Agents & Tools · intermediate
Hybrid Search (hybrid retrieval)
Hybrid search combines vector (semantic) and keyword (BM25) retrieval and fuses their results — usually via Reciprocal Rank Fusion — to get the best of both: semantic recall and exact-match precision.
Explanation
Pure vector search finds semantically similar passages but can miss exact keyword matches (acronyms, product names, error codes). Pure keyword search nails exact matches but misses paraphrases ("affordable laptop" ≠ "cheap notebook"). Hybrid runs both and fuses the rankings.
The dominant fusion method is Reciprocal Rank Fusion (RRF): for each document, sum 1/(k + rank) across the two retrievers (k typically 60); rank by the sum. Other approaches include weighted score combinations.
Hybrid retrieval is the default in production RAG. Most managed vector DBs (Weaviate, Qdrant, Pinecone, pgvector + tsvector) expose it directly.
Examples
- A code-search RAG: vector finds "the file that does X" semantically, BM25 finds files containing the exact function name; hybrid catches both.
- A support bot: hybrid handles both "how do I cancel my subscription?" (semantic) and "error ECONNREFUSED 5432" (exact).
When to use hybrid search
Almost any production RAG; the wins are essentially free once your vector DB supports it.
Frequently asked
What is Hybrid Search?
Hybrid search combines vector (semantic) and keyword (BM25) retrieval and fuses their results — usually via Reciprocal Rank Fusion — to get the best of both: semantic recall and exact-match precision.
What is an example of hybrid search?
A code-search RAG: vector finds "the file that does X" semantically, BM25 finds files containing the exact function name; hybrid catches both.
How is Hybrid Search related to Retrieval-Augmented Generation?

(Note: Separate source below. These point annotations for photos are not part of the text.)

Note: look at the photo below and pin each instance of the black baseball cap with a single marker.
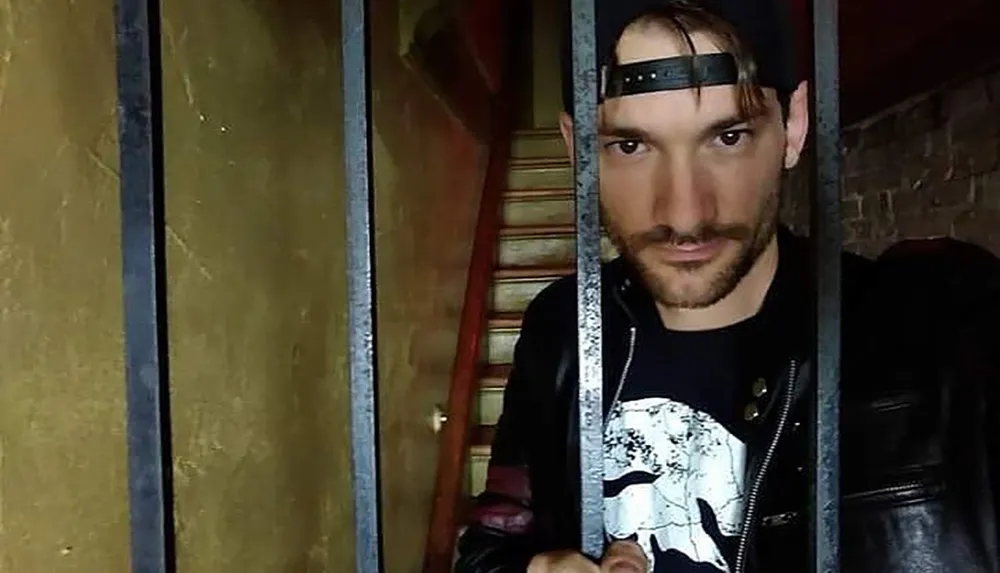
(763, 27)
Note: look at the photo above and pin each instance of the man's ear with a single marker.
(566, 127)
(797, 126)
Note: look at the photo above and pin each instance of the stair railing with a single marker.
(447, 504)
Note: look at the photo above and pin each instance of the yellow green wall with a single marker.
(256, 281)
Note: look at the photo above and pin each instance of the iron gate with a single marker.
(142, 219)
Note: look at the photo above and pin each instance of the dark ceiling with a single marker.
(891, 50)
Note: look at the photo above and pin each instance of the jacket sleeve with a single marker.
(503, 533)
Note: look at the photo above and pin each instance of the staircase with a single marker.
(536, 245)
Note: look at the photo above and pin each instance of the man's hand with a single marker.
(621, 557)
(624, 557)
(562, 562)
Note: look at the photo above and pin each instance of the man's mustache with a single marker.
(666, 235)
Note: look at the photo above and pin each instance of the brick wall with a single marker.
(928, 167)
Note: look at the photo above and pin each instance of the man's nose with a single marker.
(682, 201)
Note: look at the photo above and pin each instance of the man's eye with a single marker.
(733, 137)
(626, 147)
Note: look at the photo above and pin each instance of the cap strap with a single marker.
(670, 74)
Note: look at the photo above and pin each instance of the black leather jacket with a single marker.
(920, 435)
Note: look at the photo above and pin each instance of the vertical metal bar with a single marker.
(361, 288)
(140, 131)
(827, 239)
(588, 263)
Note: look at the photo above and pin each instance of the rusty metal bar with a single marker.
(827, 239)
(140, 131)
(588, 264)
(361, 287)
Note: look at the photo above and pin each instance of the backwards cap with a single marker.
(763, 27)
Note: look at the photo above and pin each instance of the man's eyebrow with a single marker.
(623, 132)
(637, 133)
(727, 123)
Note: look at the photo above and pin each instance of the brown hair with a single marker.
(684, 19)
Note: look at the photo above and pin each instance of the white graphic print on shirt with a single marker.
(674, 482)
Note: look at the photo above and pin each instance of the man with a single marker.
(707, 337)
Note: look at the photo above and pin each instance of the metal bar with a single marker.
(140, 131)
(827, 240)
(588, 286)
(361, 288)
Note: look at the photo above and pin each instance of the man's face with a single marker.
(689, 188)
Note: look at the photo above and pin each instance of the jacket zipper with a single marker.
(907, 487)
(751, 511)
(628, 365)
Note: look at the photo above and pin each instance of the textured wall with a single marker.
(256, 277)
(929, 167)
(62, 484)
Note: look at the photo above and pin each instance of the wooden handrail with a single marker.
(454, 444)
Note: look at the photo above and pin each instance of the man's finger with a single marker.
(624, 557)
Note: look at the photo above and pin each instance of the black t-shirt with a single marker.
(675, 441)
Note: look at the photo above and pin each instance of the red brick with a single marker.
(988, 191)
(975, 157)
(979, 226)
(951, 193)
(919, 118)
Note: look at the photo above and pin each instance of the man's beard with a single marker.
(752, 238)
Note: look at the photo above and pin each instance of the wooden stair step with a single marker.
(495, 376)
(480, 440)
(532, 273)
(506, 321)
(539, 162)
(540, 194)
(531, 231)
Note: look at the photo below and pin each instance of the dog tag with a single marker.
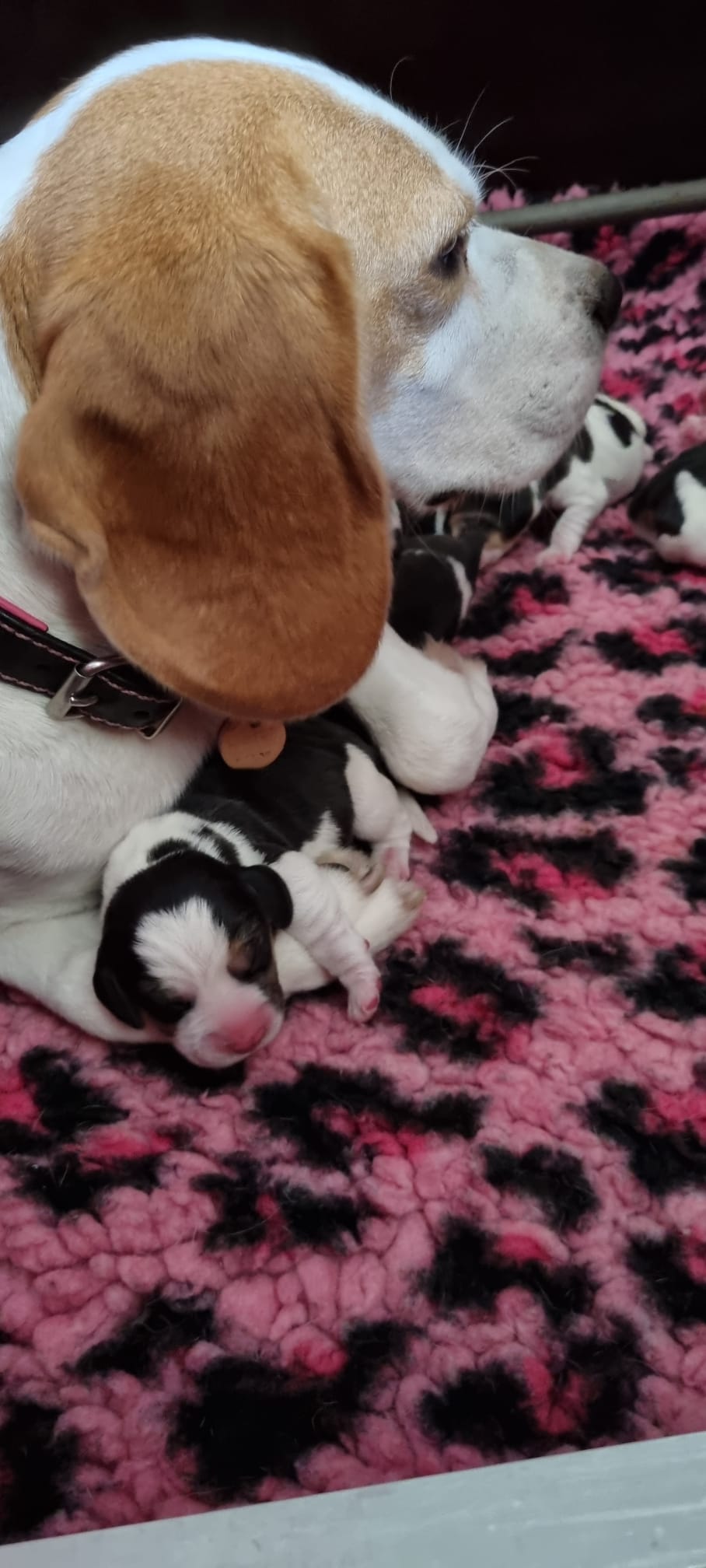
(250, 745)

Hybrid Search and Retrieval-Augmented Generation are both agents & tools concepts. RAG retrieves relevant documents from a corpus at query time and includes them in the prompt, letting an LLM answer with up-to-date, source-cited, private information without retraining.
When should I use hybrid search?
Almost any production RAG; the wins are essentially free once your vector DB supports it.
Is Hybrid Search considered intermediate?
Hybrid Search is generally considered intermediate-level material in the AI and LLM space.